Identifying and treating the underlying cause is the most effective therapy for pruritus. Symptomatic treatment should be prescribed while the primary condition is being treated and in cases of PUO. Although difficult to implement in patients with atopic dermatitis, the importance of breaking the itch-scratch cycle should be clearly explained as scratching leads to more itching. Cool compresses and cool baths may help relieve the itch. Warmth aggravates itch, so a cool environment at home and workplace helps. Light clothing, light bedclothes and a cool shower before bedtime keep the person comfortable at night. Cooling lotions with calamine, pramoxine, or menthol and camphor are helpful (Table 5). Pinching or gently massaging the affected area may help temporarily.

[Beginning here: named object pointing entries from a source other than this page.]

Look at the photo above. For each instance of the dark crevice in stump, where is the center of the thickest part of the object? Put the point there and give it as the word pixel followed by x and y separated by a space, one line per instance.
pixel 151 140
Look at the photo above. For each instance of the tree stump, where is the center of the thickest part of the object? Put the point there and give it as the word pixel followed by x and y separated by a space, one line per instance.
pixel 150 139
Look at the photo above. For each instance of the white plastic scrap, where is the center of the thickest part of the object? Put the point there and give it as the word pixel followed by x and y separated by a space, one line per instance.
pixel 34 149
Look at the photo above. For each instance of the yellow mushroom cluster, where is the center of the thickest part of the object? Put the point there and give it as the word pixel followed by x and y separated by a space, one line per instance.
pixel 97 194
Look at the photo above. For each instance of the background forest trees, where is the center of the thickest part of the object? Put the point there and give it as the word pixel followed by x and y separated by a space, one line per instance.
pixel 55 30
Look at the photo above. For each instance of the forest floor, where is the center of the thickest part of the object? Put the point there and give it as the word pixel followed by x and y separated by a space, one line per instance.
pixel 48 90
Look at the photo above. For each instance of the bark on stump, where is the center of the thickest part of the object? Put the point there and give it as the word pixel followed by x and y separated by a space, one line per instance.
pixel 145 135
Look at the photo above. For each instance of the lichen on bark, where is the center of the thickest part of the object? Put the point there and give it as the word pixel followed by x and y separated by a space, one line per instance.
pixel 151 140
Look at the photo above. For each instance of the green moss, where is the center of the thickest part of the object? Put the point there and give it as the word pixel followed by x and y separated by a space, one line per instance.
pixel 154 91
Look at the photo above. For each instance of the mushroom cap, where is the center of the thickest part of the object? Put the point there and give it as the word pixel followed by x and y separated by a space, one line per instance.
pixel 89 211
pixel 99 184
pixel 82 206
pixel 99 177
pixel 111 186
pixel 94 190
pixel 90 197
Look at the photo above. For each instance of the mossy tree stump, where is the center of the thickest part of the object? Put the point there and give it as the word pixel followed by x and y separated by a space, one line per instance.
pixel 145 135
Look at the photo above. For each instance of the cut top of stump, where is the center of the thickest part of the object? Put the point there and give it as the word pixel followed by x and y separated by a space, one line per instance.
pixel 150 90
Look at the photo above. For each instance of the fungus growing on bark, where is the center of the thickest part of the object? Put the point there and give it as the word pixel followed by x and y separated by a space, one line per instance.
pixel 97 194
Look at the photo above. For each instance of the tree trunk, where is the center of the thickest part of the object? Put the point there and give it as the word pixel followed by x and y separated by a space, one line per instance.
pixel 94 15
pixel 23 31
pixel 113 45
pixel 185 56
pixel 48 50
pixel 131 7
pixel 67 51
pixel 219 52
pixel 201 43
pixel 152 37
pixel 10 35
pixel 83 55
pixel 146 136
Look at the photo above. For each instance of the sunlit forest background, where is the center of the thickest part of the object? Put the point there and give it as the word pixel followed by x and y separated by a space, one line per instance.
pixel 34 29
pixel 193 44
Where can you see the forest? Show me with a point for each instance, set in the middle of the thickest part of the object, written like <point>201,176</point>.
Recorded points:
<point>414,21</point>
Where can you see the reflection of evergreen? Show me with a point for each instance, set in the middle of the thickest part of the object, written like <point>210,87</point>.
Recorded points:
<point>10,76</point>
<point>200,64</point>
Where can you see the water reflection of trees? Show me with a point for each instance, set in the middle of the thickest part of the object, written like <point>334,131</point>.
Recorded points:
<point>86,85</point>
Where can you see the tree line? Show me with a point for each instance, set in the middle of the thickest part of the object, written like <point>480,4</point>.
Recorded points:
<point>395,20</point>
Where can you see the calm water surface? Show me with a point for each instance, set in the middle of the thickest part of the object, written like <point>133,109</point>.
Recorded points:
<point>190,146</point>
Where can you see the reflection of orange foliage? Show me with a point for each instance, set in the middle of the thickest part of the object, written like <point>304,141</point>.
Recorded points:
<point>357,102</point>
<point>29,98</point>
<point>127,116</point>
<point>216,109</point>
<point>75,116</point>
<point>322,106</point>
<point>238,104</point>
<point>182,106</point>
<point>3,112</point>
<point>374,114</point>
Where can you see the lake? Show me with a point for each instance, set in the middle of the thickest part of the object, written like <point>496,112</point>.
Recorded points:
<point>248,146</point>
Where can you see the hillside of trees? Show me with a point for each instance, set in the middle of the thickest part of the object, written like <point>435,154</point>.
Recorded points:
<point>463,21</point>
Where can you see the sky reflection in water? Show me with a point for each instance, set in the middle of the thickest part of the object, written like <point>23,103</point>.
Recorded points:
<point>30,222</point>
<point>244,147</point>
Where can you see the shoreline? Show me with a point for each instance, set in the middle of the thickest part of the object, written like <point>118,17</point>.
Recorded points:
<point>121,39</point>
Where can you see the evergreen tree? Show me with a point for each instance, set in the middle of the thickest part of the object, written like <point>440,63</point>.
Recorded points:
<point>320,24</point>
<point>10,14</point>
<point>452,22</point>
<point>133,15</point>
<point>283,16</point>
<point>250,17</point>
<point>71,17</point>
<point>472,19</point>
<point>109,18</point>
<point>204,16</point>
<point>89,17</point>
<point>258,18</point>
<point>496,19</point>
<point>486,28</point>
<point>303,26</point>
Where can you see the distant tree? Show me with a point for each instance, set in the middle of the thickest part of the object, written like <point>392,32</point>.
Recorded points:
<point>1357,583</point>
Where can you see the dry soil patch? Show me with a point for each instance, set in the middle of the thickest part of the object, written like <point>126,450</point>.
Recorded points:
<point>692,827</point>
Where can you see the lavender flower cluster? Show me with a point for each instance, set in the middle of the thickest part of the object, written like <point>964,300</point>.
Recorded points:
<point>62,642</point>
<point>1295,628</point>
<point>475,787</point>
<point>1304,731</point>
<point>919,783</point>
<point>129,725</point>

Pruritus due to dry skin, especially in the elderly, responds to emollients such as petrolatum. Patients should avoid frequent and hot baths and excessive use of soap, which further dries the skin. Topical corticosteroids should not be prescribed indiscriminately, but used only when there are signs of cutaneous inflammation. Topical tacrolimus can be prescribed in patients with atopic dermatitis. Topical capsaicin may be useful in chronic localized pruritus such as notalgia paresthetica.
H1-receptor antihistamines are the drugs of choice for urticaria. The newer nonsedating antihistamines are less effective in atopic dermatitis; the older sedating antihistamines may work better. Tricyclic antidepressants such as doxepin have antihistamine activity in addition to central effects and are useful in chronic, severe pruritic states. Ultraviolet B phototherapy is very effective in uremic pruritus and may be helpful in other forms of pruritus associated with prurigo nodularis, atopic dermatitis, HIV disease and aquagenic pruritus. Opioid receptor antagonists like naloxone have occasionally been used for intractable pruritus of renal and cholestatic diseases. Other measures that have been tried for chronic pruritus are acupuncture and transcutaneous electrical nerve stimulation (TENS) (Table 5).